- Power type: Steam
- Designer: James Pearson
- Builder: Bristol and Exeter Railway
- Configuration:: ​
- • Whyte: 0-6-0ST
- Gauge: 7 feet 0+1⁄4 inch (2.140 m)
- Driver dia.: 3 feet 6 inches (1.07 m)
- Wheelbase: 13 feet 6 inches (4.11 m)
- Cylinder size: 17 by 24 inches (430 mm × 610 mm)

= Bristol and Exeter Railway 0-6-0T locomotives =

The Bristol and Exeter Railway 0-6-0T locomotives were two different types of locomotives built for the Bristol and Exeter Railway. On 1 January 1876, the Bristol and Exeter Railway was amalgamated with the Great Western Railway, after which the locomotives were given new numbers.

==List of locomotives==
===Broad gauge===

Two small broad gauge locomotives. The first had a 950 gallon tank, the second had a larger 1,200 gallon one.
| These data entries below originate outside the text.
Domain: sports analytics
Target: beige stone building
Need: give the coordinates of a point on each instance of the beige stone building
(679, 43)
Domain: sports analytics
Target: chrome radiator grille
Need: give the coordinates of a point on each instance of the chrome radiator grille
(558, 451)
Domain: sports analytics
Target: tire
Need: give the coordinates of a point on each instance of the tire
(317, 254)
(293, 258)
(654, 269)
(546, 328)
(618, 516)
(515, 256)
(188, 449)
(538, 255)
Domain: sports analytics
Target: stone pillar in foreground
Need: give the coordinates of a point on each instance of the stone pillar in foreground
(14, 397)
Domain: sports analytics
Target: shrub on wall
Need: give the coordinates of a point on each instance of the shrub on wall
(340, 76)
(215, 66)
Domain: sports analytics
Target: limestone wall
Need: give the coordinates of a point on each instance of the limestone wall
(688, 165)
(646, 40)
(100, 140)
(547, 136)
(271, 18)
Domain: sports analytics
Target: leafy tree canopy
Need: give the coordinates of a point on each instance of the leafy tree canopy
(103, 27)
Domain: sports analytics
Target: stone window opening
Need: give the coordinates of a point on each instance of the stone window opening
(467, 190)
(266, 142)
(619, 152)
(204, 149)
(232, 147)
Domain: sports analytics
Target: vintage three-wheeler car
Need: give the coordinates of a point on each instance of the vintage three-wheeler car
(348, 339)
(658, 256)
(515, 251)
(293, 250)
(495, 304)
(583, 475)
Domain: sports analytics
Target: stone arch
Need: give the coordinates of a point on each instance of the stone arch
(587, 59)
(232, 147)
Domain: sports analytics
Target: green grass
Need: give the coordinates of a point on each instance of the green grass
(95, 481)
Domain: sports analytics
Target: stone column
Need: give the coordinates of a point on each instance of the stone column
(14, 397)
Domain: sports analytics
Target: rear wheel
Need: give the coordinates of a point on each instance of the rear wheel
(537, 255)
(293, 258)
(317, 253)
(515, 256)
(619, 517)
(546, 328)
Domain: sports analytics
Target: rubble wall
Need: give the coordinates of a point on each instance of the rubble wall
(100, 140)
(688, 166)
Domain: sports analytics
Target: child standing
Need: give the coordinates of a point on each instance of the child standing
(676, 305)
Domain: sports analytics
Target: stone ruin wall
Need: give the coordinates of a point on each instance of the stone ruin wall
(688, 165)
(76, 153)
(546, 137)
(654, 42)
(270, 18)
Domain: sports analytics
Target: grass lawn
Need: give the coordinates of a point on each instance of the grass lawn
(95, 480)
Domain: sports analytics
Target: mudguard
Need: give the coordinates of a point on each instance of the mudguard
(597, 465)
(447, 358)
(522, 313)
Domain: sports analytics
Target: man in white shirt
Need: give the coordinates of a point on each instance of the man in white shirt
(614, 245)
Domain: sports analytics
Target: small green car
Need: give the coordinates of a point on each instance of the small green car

- 75 (1866 – 1888) GWR No. 2092
- 76 (1867 – 1890) GWR No. 2093

===Standard gauge===

Two standard gauge locomotives were built for the Culm Valley Light Railway which was then under construction. They were operated on the line until 1881, when they were superseded by 1298 and 1300, two locomotives which had started life as South Devon Railway locomotives.